Ninth adenovirus-related death reported at Wanaque Center

Ninth adenovirus-related death reported at Wanaque Center

Both the staff at the facility as well as state authorities are continuous in the efforts to contain the spread of the virus.

A ninth child has died in an adenovirus outbreak at a New Jersey rehabilitation center, state health officials said Sunday. That said, investigations on the outbreak are ongoing, and so are the measures to prevent the further spread of the virus.

Adenovirus causes severe flu-like symptoms but can be even more risky than the typical flu virus. According to the worker, the facility had mold, dirty rooms, old and dusty equipment, and that bees would even occasionally fly into patients' rooms.
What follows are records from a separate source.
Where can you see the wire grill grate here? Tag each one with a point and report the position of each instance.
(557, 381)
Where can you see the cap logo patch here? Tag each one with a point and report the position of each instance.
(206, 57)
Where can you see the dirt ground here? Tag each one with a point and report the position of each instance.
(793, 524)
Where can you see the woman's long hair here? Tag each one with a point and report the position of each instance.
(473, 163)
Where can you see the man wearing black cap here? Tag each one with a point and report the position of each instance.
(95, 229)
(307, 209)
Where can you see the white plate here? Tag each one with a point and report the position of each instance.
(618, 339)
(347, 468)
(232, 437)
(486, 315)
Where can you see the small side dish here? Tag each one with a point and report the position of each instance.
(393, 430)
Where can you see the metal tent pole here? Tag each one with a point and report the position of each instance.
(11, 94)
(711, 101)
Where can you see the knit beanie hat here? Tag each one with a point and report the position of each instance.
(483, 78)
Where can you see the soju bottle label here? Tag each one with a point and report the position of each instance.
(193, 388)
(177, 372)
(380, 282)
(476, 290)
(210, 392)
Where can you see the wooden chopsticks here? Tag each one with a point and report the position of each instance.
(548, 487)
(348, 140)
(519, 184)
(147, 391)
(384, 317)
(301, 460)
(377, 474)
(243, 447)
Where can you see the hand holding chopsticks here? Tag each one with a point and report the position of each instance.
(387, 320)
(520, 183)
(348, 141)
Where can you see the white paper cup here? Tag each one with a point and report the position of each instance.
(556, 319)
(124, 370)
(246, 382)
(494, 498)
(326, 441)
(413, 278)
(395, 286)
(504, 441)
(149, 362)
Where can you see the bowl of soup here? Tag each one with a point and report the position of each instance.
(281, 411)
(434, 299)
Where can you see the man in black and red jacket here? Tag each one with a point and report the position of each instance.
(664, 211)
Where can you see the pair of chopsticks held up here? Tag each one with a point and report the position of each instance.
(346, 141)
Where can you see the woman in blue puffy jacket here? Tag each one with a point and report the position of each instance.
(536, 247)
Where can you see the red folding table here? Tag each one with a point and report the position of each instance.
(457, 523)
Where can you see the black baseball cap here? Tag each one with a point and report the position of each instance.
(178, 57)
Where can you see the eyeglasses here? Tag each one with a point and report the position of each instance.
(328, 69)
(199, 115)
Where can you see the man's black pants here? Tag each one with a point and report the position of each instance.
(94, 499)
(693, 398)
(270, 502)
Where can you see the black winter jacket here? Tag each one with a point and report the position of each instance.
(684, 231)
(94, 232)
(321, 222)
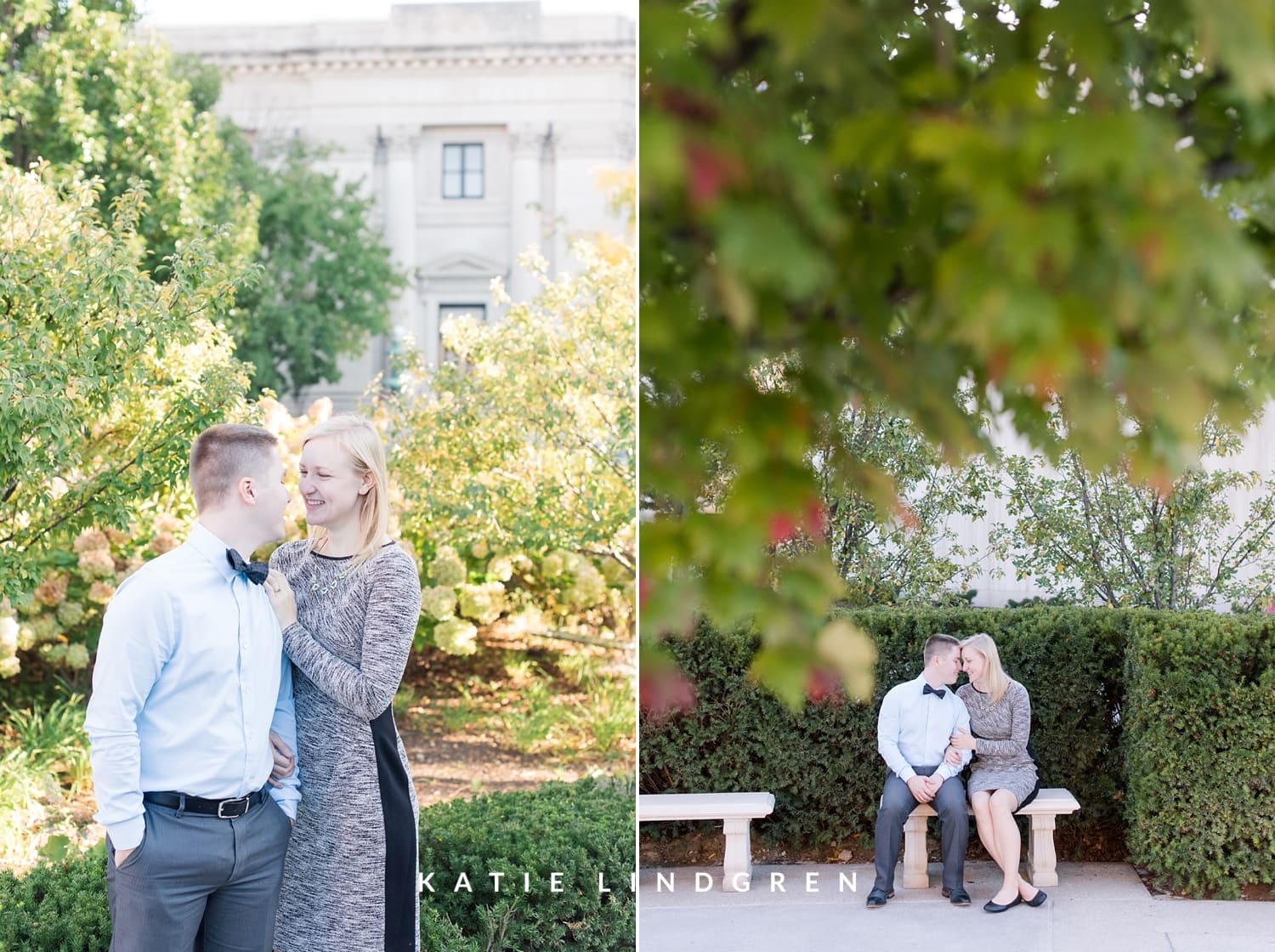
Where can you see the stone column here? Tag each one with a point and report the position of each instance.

Specifically, it was determined that the facility failed to provide a clean and home-like environment for their residents.

"We are working every day to ensure all infection control protocols are continuously followed and closely monitoring the situation at the facility", he said.

There have been 19 cases of adenovirus at the centre.

Most adenovirus infections are mild, with symptoms usually lasting about 10 days, according to the CDC.

The viruses, unlike the flu, are not seasonal and can cause illness throughout the year. The CDC is also investigating the outbreak. An adult staff member also was infected, and that person has since recovered.

"Wash your hands frequently and avoid touching your face", she previously told CNN.

The infections "usually occur sporadically - here a case, there a case - so outbreaks are pretty rare", Schaffner said.

Adenovirus is a respiratory disease with symptoms that may include a sore throat, pneumonia, diarrhea, pink eye, fever, and inflammation of the stomach and intestines. These six types accounted for 85.5% of 1,497 laboratory-confirmed specimens reported during the time period. They're awaiting test results. He said this is changing, and for that reason, he believes the number of cases will rise.

"People know patients are being held prisoner, but they probably think they have bigger battles in public health to fight, so they just have to let this go", Sophie Harman, a global health expert at Queen Mary University of London, said.